Opened 18 years ago
Last modified 12 years ago
#139 reopened Enhancement
[PATCH] Project-by-project network disable (similar to communications deferred)
Reported by: | MikeMarsUK | Owned by: | davea |
---|---|---|---|
Priority: | Major | Milestone: | Undetermined |
Component: | Manager | Version: | |
Keywords: | patch | Cc: | Pepo |
Description
Hi,
One thing which would be useful would be a way for the user to prevent communications to one particular project at a time (for example, when there are server troubles). If the existing 'communications deferred' facility could be extended to allow the user to defer communications themselves for a period of time, that would be sufficient.
Perhaps the facility should take into account the deadlines of any work units in progress.

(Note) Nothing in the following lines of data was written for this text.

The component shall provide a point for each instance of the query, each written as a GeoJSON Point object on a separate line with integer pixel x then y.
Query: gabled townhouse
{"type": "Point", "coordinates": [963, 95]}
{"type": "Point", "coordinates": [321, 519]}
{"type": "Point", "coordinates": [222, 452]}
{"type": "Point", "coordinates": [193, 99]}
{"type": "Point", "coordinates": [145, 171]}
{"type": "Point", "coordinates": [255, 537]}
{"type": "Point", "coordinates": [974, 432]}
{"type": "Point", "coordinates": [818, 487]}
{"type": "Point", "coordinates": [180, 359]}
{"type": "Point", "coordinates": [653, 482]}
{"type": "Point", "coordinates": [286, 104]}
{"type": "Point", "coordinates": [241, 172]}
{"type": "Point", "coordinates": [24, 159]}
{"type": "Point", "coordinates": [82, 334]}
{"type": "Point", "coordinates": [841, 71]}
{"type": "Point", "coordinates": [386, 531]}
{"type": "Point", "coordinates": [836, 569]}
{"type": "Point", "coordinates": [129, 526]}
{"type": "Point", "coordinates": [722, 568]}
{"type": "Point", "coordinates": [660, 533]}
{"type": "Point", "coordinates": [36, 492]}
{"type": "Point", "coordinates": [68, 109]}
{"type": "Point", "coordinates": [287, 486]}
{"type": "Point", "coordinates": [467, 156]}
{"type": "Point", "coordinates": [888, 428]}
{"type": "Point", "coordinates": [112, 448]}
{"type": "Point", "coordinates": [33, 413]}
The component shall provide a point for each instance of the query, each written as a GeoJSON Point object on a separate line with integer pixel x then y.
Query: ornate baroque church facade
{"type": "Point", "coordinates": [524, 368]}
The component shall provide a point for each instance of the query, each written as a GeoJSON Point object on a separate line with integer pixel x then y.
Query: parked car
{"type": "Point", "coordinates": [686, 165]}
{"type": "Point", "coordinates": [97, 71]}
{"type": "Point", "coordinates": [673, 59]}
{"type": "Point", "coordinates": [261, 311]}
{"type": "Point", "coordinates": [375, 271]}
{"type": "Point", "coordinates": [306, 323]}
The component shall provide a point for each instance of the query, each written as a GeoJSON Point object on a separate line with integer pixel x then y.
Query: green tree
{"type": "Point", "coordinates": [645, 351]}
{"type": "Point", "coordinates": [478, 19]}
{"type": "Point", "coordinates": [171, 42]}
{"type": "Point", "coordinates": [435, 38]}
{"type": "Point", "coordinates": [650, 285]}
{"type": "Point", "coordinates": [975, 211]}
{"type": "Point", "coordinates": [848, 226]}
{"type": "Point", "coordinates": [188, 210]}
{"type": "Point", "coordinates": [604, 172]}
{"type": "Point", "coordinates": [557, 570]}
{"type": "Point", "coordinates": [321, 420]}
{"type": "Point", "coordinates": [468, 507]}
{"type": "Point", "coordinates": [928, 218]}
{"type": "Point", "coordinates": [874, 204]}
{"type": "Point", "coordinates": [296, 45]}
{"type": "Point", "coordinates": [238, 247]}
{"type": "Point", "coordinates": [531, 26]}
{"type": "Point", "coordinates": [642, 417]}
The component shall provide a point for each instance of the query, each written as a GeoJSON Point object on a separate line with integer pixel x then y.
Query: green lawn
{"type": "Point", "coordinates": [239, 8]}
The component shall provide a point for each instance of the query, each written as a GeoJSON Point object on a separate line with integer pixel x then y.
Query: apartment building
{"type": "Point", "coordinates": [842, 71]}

This request is prompted by the recent server-out-of-space problems at CPDN which are causing problems for multiproject users on dial up networks (there have also been other ideas suggested to handle the same problem).
-Cheers,
Mike
Attachments (3)
Change History (22)
comment:1 Changed 17 years ago by
Component: | Client - Scheduler Policy → Client - Manager |
---|---|
Owner: | changed from davea to romw |
Priority: | Undetermined → Major |
comment:2 Changed 17 years ago by
I agree with Mike. When the cpdn servers could not accept intermediate or final file uploads for a recent prolonged period, some multi-project crunchers who followed our advice to suspend boinc network activity while the problem lasted, ran out of work on other projects. I think this problem arose whether members had dialup or broadband.
Mo
comment:3 Changed 17 years ago by
Owner: | changed from romw to davea |
---|
comment:4 Changed 15 years ago by
Resolution: | → wontfix |
---|---|
Status: | new → closed |
probably not worth the trouble
comment:5 Changed 15 years ago by
Ironic that this was closed on the same day that the CPDN administrator wrote:
"cpdn-upload1.comlab is shown as down at the moment. The server is running but it's shut down apache as the data partition is full. I've got nowhere else to put the data at the moment so this may well cause a problem for hadam3p uploads until I can obtain more hardware."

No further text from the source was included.